[Date Prev][Date Next][Thread Prev][Thread Next][Date Index][Thread Index]
Re: [Nmh-workers] bug in decode_rfc2047()
From: |
Ken Hornstein |
Subject: |
Re: [Nmh-workers] bug in decode_rfc2047() |
Date: |
Thu, 03 Jan 2013 13:31:45 -0500 |
>The root of all this is iconv's behavior that requires us to
>skip past the invalid character. Looking at it now, I wonder if
>we can do better than the current special handling for UTF-8?
>It's the "fromutf8" block below:
>[...]
Hm. I played around with this a bit, and I'm not sure what to do.
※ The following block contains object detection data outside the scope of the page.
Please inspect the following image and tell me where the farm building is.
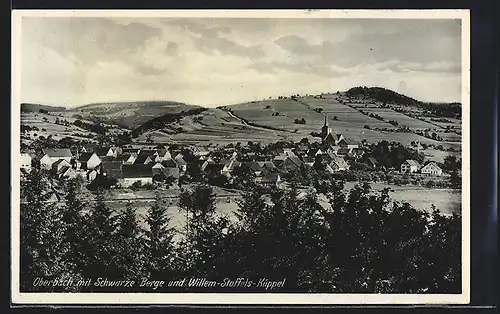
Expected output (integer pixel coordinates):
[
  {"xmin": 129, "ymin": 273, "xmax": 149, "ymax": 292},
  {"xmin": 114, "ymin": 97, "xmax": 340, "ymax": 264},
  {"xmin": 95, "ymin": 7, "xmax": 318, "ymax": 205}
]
[
  {"xmin": 76, "ymin": 152, "xmax": 101, "ymax": 170},
  {"xmin": 94, "ymin": 147, "xmax": 118, "ymax": 157},
  {"xmin": 326, "ymin": 157, "xmax": 349, "ymax": 173},
  {"xmin": 118, "ymin": 164, "xmax": 153, "ymax": 187},
  {"xmin": 54, "ymin": 161, "xmax": 78, "ymax": 179},
  {"xmin": 19, "ymin": 153, "xmax": 32, "ymax": 172},
  {"xmin": 40, "ymin": 148, "xmax": 73, "ymax": 170},
  {"xmin": 401, "ymin": 159, "xmax": 420, "ymax": 173},
  {"xmin": 52, "ymin": 159, "xmax": 71, "ymax": 173},
  {"xmin": 420, "ymin": 162, "xmax": 443, "ymax": 176}
]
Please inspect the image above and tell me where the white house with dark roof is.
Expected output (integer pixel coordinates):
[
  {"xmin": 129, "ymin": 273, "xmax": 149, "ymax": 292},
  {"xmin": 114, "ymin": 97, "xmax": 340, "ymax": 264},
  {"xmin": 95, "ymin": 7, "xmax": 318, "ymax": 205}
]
[
  {"xmin": 40, "ymin": 148, "xmax": 73, "ymax": 170},
  {"xmin": 401, "ymin": 159, "xmax": 420, "ymax": 173},
  {"xmin": 76, "ymin": 152, "xmax": 101, "ymax": 170},
  {"xmin": 420, "ymin": 162, "xmax": 443, "ymax": 176},
  {"xmin": 19, "ymin": 153, "xmax": 32, "ymax": 172}
]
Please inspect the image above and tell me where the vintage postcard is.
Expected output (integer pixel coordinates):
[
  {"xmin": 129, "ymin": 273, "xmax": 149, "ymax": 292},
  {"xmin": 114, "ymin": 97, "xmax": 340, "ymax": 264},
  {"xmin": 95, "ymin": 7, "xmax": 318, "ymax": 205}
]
[{"xmin": 11, "ymin": 10, "xmax": 470, "ymax": 305}]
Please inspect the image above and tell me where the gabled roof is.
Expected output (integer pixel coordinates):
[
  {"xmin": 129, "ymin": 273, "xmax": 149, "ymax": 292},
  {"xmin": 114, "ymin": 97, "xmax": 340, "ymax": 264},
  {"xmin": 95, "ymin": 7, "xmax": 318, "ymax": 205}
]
[
  {"xmin": 116, "ymin": 153, "xmax": 137, "ymax": 161},
  {"xmin": 161, "ymin": 159, "xmax": 177, "ymax": 168},
  {"xmin": 287, "ymin": 156, "xmax": 303, "ymax": 167},
  {"xmin": 122, "ymin": 164, "xmax": 153, "ymax": 178},
  {"xmin": 302, "ymin": 156, "xmax": 315, "ymax": 163},
  {"xmin": 243, "ymin": 161, "xmax": 262, "ymax": 171},
  {"xmin": 332, "ymin": 157, "xmax": 349, "ymax": 168},
  {"xmin": 175, "ymin": 154, "xmax": 187, "ymax": 166},
  {"xmin": 94, "ymin": 147, "xmax": 111, "ymax": 157},
  {"xmin": 57, "ymin": 166, "xmax": 71, "ymax": 175},
  {"xmin": 261, "ymin": 172, "xmax": 279, "ymax": 183},
  {"xmin": 424, "ymin": 161, "xmax": 441, "ymax": 170},
  {"xmin": 368, "ymin": 157, "xmax": 378, "ymax": 165},
  {"xmin": 101, "ymin": 162, "xmax": 123, "ymax": 179},
  {"xmin": 134, "ymin": 154, "xmax": 154, "ymax": 165},
  {"xmin": 99, "ymin": 156, "xmax": 122, "ymax": 163},
  {"xmin": 42, "ymin": 148, "xmax": 73, "ymax": 158},
  {"xmin": 52, "ymin": 159, "xmax": 69, "ymax": 167},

iconv() doesn't distinguish between "We can't convert this character to
the target character set" and "This multibyte sequence is invalid"; they
both get EILSEQ. Even worse, we can't (portably) tell where the end of
a multibyte sequence is.
So, I see a couple of options. We could go completely portable and put
in a "?" (or whatever) for every byte that's invalid. That would have
us generate multiple "?" for multibyte character sets like UTF8. We could
suppress multiple invalid bytes in a row so there's just one "?", but
that seems kinda lousy to me.
GNU libiconv (which is seems like a fair number of people use) has
an iconvctl() function and it has an undocumented function that lets
you create your own substitution function for invalid bytes/codepoints.
That function isn't part of POSIX. The fact that it's undocumented and
nonstandard makes me think we shouldn't use it.
Unless we have a LOT of multibyte character sets to deal with, perhaps
the special-case here for UTF8 is the best alternative? Any other thoughts
on this matter?
--Ken